Montreal Gearing Up To Sentence Huge Numbers Of Innocent Dogs To Death

Proposed legislation could be disastrous for the city's pit bulls.
Patricia Toth McCormick via Getty Images

For pit bull owners in Montreal, this is a stressful weekend.

The city’s municipal council is set to vote Monday on legislation that would ban residents from acquiring pit bulls and place severe restrictions on people who already have pit bulls as pets, CBC reports.

By the end of 2019, all dog owners in the city will be required to have their pets embedded with a microchip and get them spayed or neutered. But owners of dogs considered “pit bulls” under the new guidelines would additionally be required to undergo a criminal background check, keep their dog muzzled and on a leash less than four feet long in public and pay a $150 permit fee.

Mayor Denis Coderre has repeatedly championed the legislation as being in the interest of public safety, but the ban’s numerous opponents point out it will result in huge numbers of innocent, friendly dogs being put to death.

“There are a lot of low-income and homeless people in Montreal who simply won’t be able to afford all of the criteria they need in order to get the special permit,” Alanna Devine, animal advocacy director of the Montreal Society for the Prevention of Cruelty to Animals, told The Dodo. “Those dogs will have to be seized and have to be euthanized.”

Pit bulls without a home would suffer a similar fate, as the provisions would allow no new pit bull adoptions.
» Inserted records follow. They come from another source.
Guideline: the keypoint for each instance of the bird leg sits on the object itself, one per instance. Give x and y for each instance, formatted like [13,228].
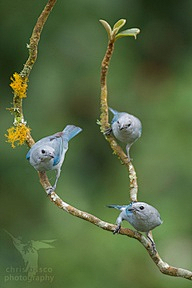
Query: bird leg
[150,237]
[116,231]
[108,131]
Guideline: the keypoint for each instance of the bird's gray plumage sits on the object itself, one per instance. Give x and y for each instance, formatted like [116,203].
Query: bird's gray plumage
[49,152]
[126,128]
[142,216]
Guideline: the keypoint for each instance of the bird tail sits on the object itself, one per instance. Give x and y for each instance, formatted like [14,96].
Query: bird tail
[113,111]
[71,131]
[118,207]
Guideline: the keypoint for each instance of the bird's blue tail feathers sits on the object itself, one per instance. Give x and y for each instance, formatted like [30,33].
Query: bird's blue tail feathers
[70,131]
[113,111]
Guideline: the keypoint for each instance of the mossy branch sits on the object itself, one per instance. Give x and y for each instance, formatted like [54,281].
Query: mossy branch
[113,35]
[19,88]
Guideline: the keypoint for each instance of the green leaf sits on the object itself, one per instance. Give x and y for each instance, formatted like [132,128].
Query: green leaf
[129,32]
[119,24]
[107,28]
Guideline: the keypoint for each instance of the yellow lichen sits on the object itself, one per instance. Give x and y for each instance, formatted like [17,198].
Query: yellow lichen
[17,134]
[19,85]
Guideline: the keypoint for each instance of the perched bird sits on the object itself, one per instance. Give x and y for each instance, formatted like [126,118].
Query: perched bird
[126,128]
[49,152]
[142,216]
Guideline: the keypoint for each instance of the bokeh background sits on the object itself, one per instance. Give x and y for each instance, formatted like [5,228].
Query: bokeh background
[150,78]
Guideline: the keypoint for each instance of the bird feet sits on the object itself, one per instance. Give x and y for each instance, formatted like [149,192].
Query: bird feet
[116,231]
[107,131]
[49,190]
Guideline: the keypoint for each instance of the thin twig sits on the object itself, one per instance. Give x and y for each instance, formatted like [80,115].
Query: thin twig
[163,266]
[104,122]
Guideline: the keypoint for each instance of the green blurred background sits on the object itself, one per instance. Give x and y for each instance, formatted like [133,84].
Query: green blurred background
[150,78]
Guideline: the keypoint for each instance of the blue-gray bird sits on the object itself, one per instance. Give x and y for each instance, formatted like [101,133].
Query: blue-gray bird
[49,152]
[126,128]
[142,216]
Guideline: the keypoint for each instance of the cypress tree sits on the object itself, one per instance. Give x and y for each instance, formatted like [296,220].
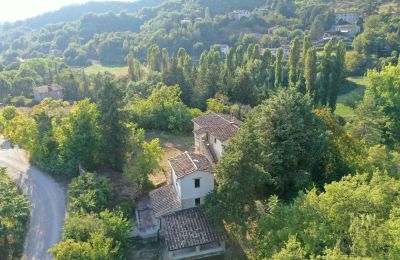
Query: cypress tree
[154,58]
[294,59]
[131,67]
[337,72]
[278,68]
[310,70]
[326,65]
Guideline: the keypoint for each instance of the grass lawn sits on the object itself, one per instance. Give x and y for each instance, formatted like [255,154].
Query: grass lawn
[173,145]
[344,111]
[350,96]
[117,71]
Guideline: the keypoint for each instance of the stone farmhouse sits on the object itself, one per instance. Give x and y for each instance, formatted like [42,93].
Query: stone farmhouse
[172,213]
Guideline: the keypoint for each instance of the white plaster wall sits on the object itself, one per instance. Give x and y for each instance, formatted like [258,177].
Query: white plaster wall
[175,182]
[217,146]
[189,192]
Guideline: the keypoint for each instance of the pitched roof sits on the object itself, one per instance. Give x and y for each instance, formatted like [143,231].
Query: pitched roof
[187,163]
[222,126]
[164,200]
[188,228]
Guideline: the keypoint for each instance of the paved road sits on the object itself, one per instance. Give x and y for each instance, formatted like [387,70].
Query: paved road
[47,199]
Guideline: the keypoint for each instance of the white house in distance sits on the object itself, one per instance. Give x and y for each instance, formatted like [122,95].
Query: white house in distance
[349,30]
[172,211]
[274,51]
[239,14]
[348,17]
[223,48]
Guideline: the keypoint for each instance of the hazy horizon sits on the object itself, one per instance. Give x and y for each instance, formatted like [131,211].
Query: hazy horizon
[15,10]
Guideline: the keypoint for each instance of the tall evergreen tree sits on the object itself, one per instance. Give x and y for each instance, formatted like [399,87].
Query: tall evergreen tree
[310,71]
[326,67]
[338,73]
[154,58]
[131,67]
[278,68]
[112,123]
[239,55]
[294,59]
[165,61]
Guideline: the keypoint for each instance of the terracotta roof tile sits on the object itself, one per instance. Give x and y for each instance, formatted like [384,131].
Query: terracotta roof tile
[187,163]
[222,126]
[164,200]
[188,228]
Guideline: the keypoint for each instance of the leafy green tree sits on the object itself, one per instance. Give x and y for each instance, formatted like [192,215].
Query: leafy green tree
[292,251]
[337,74]
[154,58]
[14,214]
[294,60]
[78,137]
[351,218]
[310,71]
[146,162]
[275,151]
[163,110]
[131,67]
[88,193]
[112,121]
[326,69]
[278,68]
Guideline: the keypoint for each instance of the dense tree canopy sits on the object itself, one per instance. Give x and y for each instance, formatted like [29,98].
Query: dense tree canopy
[14,215]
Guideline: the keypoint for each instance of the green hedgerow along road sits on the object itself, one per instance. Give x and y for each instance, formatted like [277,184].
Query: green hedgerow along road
[47,201]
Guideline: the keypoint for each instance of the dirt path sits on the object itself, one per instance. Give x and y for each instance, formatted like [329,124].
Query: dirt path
[47,200]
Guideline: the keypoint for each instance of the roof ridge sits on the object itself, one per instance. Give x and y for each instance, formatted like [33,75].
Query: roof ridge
[222,117]
[190,158]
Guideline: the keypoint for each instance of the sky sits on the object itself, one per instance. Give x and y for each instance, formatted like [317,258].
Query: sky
[13,10]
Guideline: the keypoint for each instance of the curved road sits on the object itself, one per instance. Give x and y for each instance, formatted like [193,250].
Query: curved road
[47,200]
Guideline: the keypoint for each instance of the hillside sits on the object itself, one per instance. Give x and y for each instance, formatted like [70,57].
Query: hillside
[74,12]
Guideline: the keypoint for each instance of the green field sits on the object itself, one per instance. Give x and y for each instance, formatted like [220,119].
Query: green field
[117,71]
[353,93]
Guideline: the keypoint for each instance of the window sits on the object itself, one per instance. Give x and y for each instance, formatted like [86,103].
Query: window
[197,183]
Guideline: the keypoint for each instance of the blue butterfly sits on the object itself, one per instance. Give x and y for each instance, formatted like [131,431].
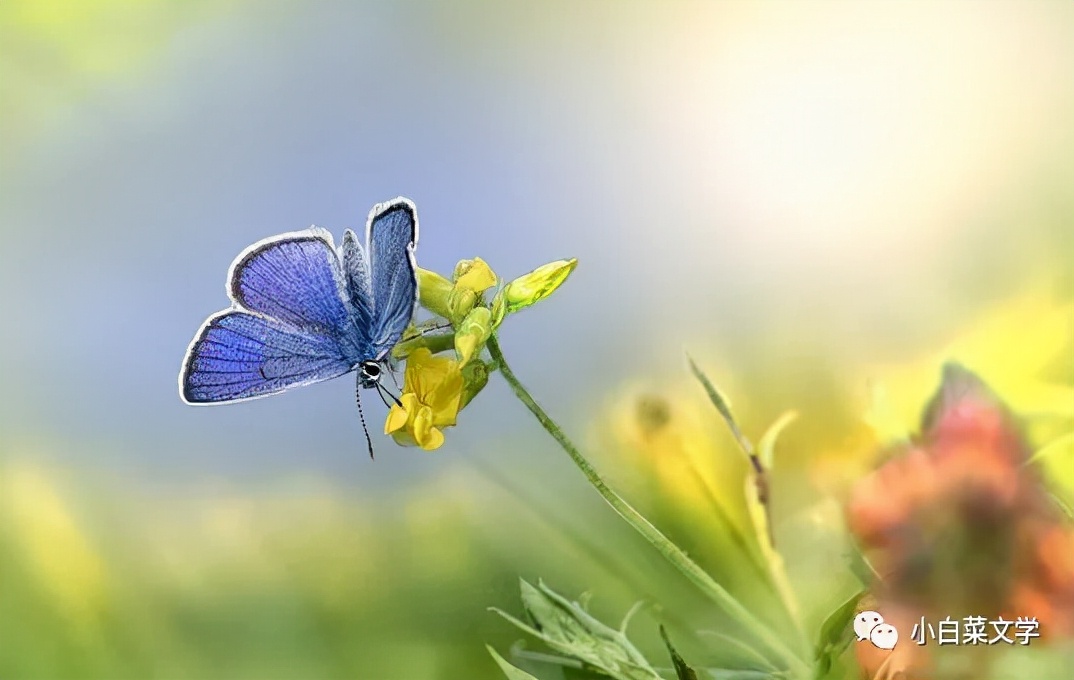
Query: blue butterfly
[303,312]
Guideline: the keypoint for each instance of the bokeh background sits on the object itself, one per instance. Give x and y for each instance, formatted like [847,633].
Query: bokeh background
[822,202]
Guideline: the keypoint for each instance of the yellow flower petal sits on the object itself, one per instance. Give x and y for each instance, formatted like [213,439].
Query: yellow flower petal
[396,419]
[434,439]
[423,425]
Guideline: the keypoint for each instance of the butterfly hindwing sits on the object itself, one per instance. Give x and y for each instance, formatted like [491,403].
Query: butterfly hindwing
[237,356]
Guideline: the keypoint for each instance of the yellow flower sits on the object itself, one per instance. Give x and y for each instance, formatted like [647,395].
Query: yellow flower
[475,275]
[432,395]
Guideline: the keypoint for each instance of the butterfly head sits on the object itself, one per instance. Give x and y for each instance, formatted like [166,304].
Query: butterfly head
[368,374]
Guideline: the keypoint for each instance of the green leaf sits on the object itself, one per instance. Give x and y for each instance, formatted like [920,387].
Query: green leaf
[735,674]
[766,449]
[721,402]
[509,670]
[777,568]
[682,670]
[746,655]
[566,627]
[836,634]
[724,406]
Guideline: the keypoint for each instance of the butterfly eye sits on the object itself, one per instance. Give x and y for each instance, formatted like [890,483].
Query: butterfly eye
[371,370]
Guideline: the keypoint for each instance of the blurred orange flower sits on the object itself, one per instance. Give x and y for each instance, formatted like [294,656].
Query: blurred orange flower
[957,524]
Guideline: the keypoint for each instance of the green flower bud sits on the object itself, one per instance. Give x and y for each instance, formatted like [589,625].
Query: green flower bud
[537,285]
[475,377]
[474,275]
[433,292]
[472,333]
[498,308]
[460,303]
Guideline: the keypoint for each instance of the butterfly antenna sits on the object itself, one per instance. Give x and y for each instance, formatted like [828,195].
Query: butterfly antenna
[381,390]
[358,398]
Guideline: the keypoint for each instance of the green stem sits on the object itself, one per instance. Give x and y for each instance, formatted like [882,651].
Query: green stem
[670,551]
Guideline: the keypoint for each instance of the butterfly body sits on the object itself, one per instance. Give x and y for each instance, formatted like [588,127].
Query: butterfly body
[304,312]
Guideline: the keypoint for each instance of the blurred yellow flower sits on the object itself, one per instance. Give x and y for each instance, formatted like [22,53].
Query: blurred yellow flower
[432,395]
[57,549]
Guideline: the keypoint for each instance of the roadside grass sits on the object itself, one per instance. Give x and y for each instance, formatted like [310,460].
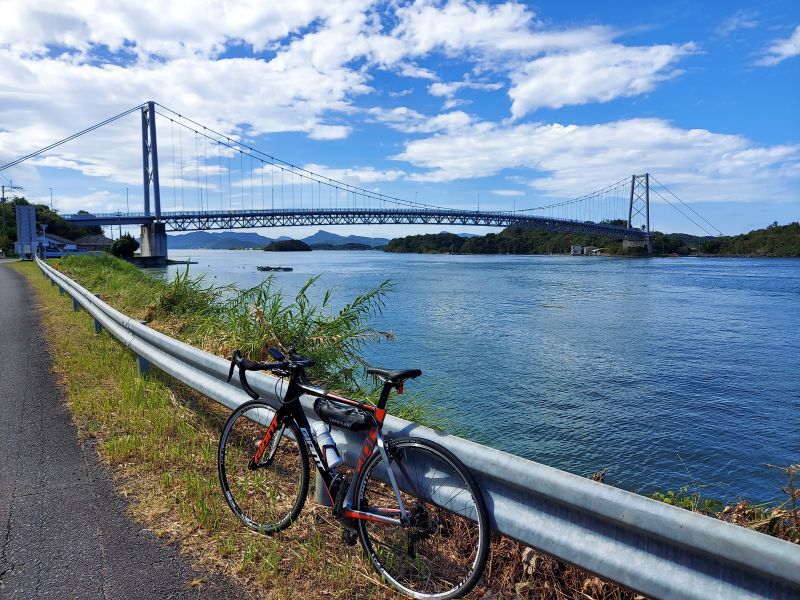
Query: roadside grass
[160,439]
The group’s shelters typically take in about 700 pit bull-type dogs each year, Devine said.

“And those animals can’t be adopted out, which means adoptable, behaviourally sound dogs and puppies would have to be put to death,” Devine told the CBC earlier this month. The Montreal SPCA said they would no longer provide dog-control services for the city if the ban goes through.

The proposed legislation defines a “pit bull” as an American pit bull terrier, a bull terrier, an American Staffordshire terrier, a Staffordshire bull terrier or a cross involving one of those breeds, according to CTV News. It also includes dogs that share physical characteristics with those breeds and crosses — a vague provision that opponents of the law worry could effectively cover any large dog with short hair and a big head.

Officials announced the proposed ban in June, 10 days after a loose dog mauled 55-year-old Christiane Vadnais to death in her own backyard. Police at the time characterized the dog as a “pit bull,” and the incident was widely publicized in the media as a pit bull attack. But it’s unclear if the dog in question was actually a pit bull — the dog was registered with the city as a boxer, and a police spokesperson told Radio-Canada this week that officers “have no expertise whatsoever” that would allow them to identify the breed of the dog.

Dog advocates have slammed the legislation as being based on fear and stereotypes.

“I think they should come out of their house and come see our dogs and see how they are,” pit bull owner Lynn Groulx told Global News during a September protest against the ban.